Can We Talk?

I have long said “Real estate is a people business”. Yes, I know it sounds cliché, and I guess it is, but don’t let that deter you from the truth, and simplicity of the statement. I personally have nothing to sell you other than myself and the services I provide. When it comes to selling, a “widget” is something much easier to retail than is the concept of home. The buyer wants to have the pride and security of owning a three-, or four-bedroom house. Convincing them that we have the knowledge, and years (or months) of experience to make their dreams come true, is a much more delicate sales pitch.

So with that in mind, why would we not grasp the importance of good communication with our clients throughout the entire process? Whether they are buyers or sellers, they need the reassurances we give them. Reassurances that technology in and of itself simply does not provide. As an instructor, I teach a two-hour continuing education class entitled Professional Courtesy; Etiquette and Consideration in the Real Estate Industry. In it, one of the concepts I briefly convey the importance of remaining “high touch” in a high-tech world. Today, we have so many modes of communication at our disposal, but is it one size fits all?  Be it good news, or bad, from time to time (and many times), we simply have to look our clients in the eye and give a status report. But how is it best done to convey a message or update in a way that is still personable?

My personal preference is; in person. Though the restrictions of time and distance dictate many of these occasions are over the phone. As of yet, I have never taken on a client without first meeting them, or having an in-depth dialogue, so I just assume they expect a certain amount of face, or talk time throughout the entire experience. For the first home buyer or seller, real estate can be pretty intimidating. Yes, even in the 21st century, a certain amount of “hand-holding” still has to take place. As Realtors, perhaps that’s our most important skill; assuring people we didn’t forget about them, and that everything is going to be O.K.

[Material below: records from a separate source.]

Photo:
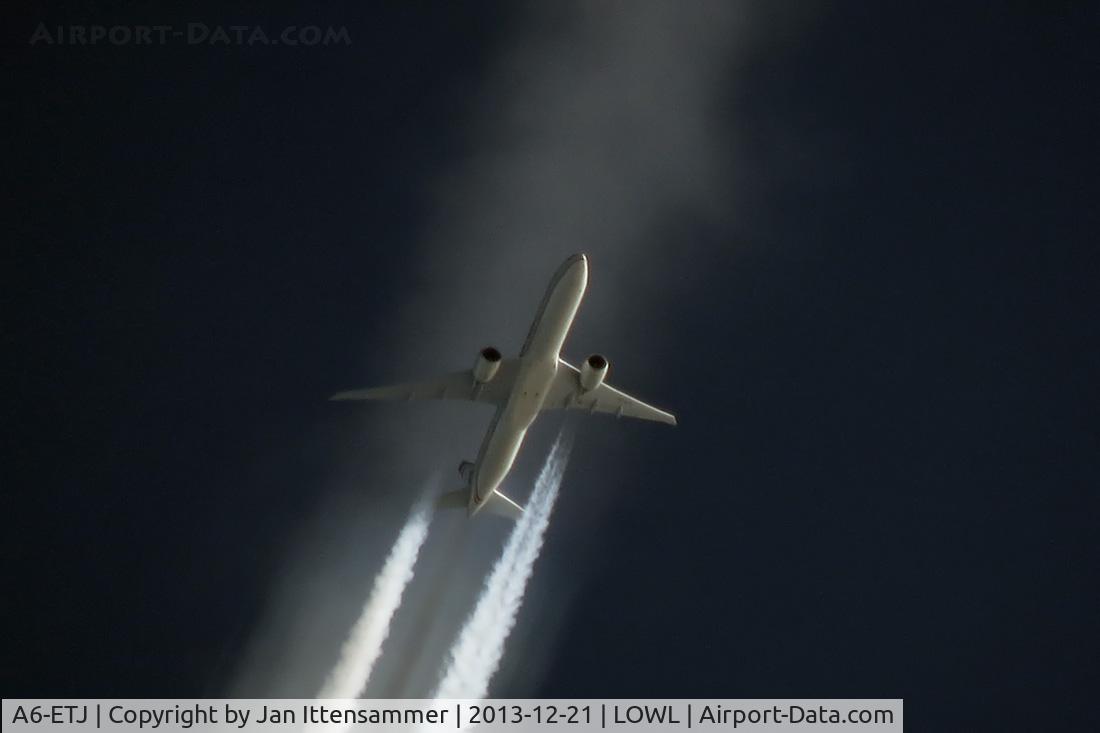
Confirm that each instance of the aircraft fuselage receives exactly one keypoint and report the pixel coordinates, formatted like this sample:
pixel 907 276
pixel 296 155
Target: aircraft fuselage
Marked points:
pixel 538 364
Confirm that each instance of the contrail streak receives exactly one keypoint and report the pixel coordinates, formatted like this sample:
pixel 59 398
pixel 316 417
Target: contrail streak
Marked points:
pixel 364 643
pixel 476 654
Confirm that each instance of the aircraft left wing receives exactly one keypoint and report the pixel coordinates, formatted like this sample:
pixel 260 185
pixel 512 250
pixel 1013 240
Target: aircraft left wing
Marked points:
pixel 455 385
pixel 565 393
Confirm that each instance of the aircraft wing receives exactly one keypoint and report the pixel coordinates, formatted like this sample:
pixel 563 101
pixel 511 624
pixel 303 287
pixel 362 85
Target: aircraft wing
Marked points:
pixel 455 385
pixel 565 393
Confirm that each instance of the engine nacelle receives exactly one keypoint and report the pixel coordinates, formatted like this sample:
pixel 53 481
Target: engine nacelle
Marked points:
pixel 487 362
pixel 593 372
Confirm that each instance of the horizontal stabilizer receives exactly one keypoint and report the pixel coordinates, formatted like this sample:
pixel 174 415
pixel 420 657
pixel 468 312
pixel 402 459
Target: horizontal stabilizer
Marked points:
pixel 503 506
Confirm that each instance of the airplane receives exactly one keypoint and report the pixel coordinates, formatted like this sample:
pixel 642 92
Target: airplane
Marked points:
pixel 520 387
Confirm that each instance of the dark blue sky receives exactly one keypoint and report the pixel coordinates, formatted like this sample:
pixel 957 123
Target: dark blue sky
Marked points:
pixel 883 481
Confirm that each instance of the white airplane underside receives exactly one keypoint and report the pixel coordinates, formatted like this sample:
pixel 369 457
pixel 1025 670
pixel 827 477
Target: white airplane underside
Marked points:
pixel 520 387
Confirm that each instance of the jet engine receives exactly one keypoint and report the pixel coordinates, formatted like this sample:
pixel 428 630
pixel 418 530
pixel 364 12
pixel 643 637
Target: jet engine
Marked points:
pixel 593 372
pixel 487 362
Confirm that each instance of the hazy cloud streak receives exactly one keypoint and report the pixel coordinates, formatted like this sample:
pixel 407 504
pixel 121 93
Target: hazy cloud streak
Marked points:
pixel 476 654
pixel 363 646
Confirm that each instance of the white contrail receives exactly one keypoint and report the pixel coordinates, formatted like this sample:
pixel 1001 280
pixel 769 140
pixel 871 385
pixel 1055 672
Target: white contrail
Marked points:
pixel 477 652
pixel 363 646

Much communication in the past few years, whether business or personal, has taken place through short message service (SMS) or “text messages”.  These are short, one-way electronic notes. We have seen instances where teens, college students, and many of us may send texts back and forth a dozen times or more. So, the question begs to be asked; why not just make a phone call?

Texting has two distinct advantages by its very nature. A text is fast and convenient. But does every communiqué have to be fast and convenient? Should it be? Some of its downfalls are that it does not provide the details of an email, nor is it a true conversation. Perhaps the biggest disadvantage to SMS is you cannot see the face of the person reading your words.

I have often been overheard stating that “texts are of the devil”, but I’m not going to say that here. You can’t see it right now, but I promise you I’m giving the “winky face”.  So, when to text, and when not to text? Consider your expected outcome of the communication. Is it to update a minor point, or to impart important details for your customer or client which with to make a decision?

There is a place, time and subject matter for everything and that includes texting. Some acceptable texts, provided you are not driving, mountain climbing or delivering a baby, could include…

“I’m running a few minutes behind”

“I had your flyers made, and will place them in the box this afternoon.”

“I updated your online photos” 

These messages are routine, almost mundane in nature. At no point does it require the client to make a decision or otherwise stop what they are doing. However, on the other hand…

“Your loan was denied”

 “The house has termites”

“The contract fell through,… I’ll call you Monday afternoon”

…should probably never be texted. And no, a smiley face does NOT make your clients feel better

after any of these quips.

After all how would you feel to realize your dreams were potentially shattered in a note that was limited to fewer than 150 characters? We’ve all heard of the boy who breaks up with his girlfriend through a text message. It’s just considered… well, inconsiderate. So many times, we truly don’t know what our clients think or feel. Though we can get a sense if we see how they react or at least hear the inflections in their voice.

So, before you fire off that short electronic note or private message someone through a social media site, consider the receiving side might not read it exactly as you thought you wrote it.  At least with an email, you have the length to better clarify your message.